Coming out: How brands should adapt Pride strategies during the pandemic

Unilever Pride Group.
Unilever Pride Group.

There's real Pride beyond the rainbow.

The Pandemic has upended all aspects of marketing culture and for the LGBTQ+ community the triple hit of bigotry around the pandemic, cuts in frontline queer services and the cancellation of all physical Pride marches/fundraising has hit hard.

The pandemic is also making brands re-think their approach to Pride and how to support the community. Thinking past traditional marches, merchandise and rainbow platitudes.

Ally-ship is a 24/7 365 undertaking – its Pride all day every day

This year we are supporting Coach, Equinox and Dove to generate meaningful messaging and activity that adapts to the current landscape. Making sure that we carry the message with meaning and action. 

These are our recommendations for how to evolve past the rainbow and really make a change:

1. Remember pride is about human rights. With the way many brands "celebrate" Pride Month it can start to feel like another consumer holiday, but nothing could be further from the truth. Brands need to remember that pride is about a fight for human rights and equality – a fight with a long history that is still unfolding today.

Many times pride activations can feel like they’re created to appeal broadly, as opposed to appealing to queer audiences. When brands think about pride as a human rights issue, they’re less likely to use generic imagery and more likely to focus on messages and actions that resonate with the community. Forget rainbow toothpaste or limited edition rainbow t-shirts; focus on the lives shaped by this issue. Showcase real LGBTQ+ individuals in your marketing and highlight the real focuses of the movement.

2. Don’t get lazy and default to rainbow imagery. We’ve got to move past the ubiquitous rainbow marketing. Yes, the rainbow is the recognized symbol for the LGBTQ+ community, but it has become a crutch for brands that are too lazy or too afraid to develop more meaningful marketing. The rainbow, the way it is currently used, is devoid of intimacy and dehumanizes a diverse and vibrant community. Not only is the rainbow easy and unimaginative, but it’s becoming less and less relevant as many broad sections of the LGBTQ+ community adopt their own flags or variations.
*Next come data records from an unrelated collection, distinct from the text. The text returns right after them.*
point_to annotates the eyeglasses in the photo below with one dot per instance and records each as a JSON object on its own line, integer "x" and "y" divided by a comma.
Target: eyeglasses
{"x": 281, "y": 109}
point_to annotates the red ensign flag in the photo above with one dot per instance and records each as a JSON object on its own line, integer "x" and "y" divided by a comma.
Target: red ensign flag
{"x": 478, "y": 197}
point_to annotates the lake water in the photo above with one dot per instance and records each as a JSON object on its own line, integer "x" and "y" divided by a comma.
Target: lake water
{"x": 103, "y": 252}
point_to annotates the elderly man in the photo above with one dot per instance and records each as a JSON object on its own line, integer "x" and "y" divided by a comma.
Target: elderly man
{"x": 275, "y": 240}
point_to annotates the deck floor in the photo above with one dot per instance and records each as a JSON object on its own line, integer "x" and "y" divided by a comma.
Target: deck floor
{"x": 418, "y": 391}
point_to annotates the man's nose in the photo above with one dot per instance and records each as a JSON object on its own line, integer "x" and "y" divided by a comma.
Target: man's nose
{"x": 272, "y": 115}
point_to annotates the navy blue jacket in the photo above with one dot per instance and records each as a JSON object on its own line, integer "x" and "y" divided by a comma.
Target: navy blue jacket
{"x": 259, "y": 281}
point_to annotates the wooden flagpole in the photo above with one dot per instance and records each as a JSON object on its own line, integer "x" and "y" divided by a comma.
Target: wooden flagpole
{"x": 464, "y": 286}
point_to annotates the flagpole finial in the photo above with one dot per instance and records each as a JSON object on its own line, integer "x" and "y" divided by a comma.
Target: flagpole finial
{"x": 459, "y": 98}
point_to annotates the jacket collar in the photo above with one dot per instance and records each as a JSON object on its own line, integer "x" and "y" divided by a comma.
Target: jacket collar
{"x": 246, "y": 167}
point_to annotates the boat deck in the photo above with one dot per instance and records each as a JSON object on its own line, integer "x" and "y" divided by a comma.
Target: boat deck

3. Support purpose marketing with actionable outcomes combined with visibility. When you decide to move beyond the rainbow, redirect some of that energy into coming up with marketing initiatives that have actionable outcomes that benefit the LGBTQ+ community. 

I can’t tell you how many campaigns I’ve seen where a brand makes a pride-oriented donation, but spends 90 percent of its budget marketing that donation while only donating 10% of the proceeds on actions. Activists quite rightly are calling out brands that spend less than the noise they make or support politicians that create anti-queer policies.  Again, pride is a human rights issue and deserves to be treated seriously. Adopting this perspective will help brands view LGBTQ+ outreach as something that lasts 365 days a year. 

4. Stop focusing solely on ‘parades’. If you’re focused on actionable outcomes, you’ll quickly realize this doesn’t include parade floats. Sure, pride marches are a fantastic way to celebrate your staff and communities, but they mean very little in terms of what a brand is actually doing to support the LGBTQ+ community. 

5. Wide view your use of creatives and creative teams. It sounds obvious but work with queer companies and queer talent across the spectrum behind as well as in front of the camera, brands need to make sure their creative and their point of view reflects a heterogeneous LGBTQ+ community – a community far more diverse than the white cisgender male image often relied upon in marketing content. Its essential to make queer content for queer people this is our moment its not about a straight co-sign.

6. Cast and support a range of organizations. There are a wide range of causes within the larger pride movement, focusing on everything from immediate concerns, like food, poverty and shelter, to younger and older demographics. Brands can play a big role in empowering the LGBTQ+ community by working with a range of issues. This is true now more than ever with the effects of the Pandemic. There are real frontline emergency needs that are as important, if not more, than flashy commercials filled with platitudes.

If you don’t know where to get started, think local. Tune into the LGBTQ+ needs and organizations in your area and look for opportunities to be supportive. Remember, LGBTQ+ life is vibrant outside of the Los Angeles, New York and San Francisco hubs. Many local queer communities are at the front lines of hate and harm and struggle to get the vital funding they need.

7. Reassess your brand’s business practices. When it comes to pride marketing, it can be tempting to focus on the outward aspects, such as parades, advertisements, merchandising and social media. But oftentimes, the place where brands can have the biggest long-term impact is within the business itself. 

If you want to be a brand that connects with LGBTQ+ consumers, you’re going to have to create safe queer spaces and hire queer employees, providing them with supportive services backed by equitable internal policies.

The bottom line: As brands start to plan and re-work their Pride marketing, I challenge them to think beyond the month, the march and, more importantly, beyond the rainbow. Pride Month should act as a catalyst – a starting point – for brands to build relationships with the LGBTQ+ community, propelling them to create deep and meaningful marketing content throughout the entire year.

Rana Reeves is the founder of RanaVerse.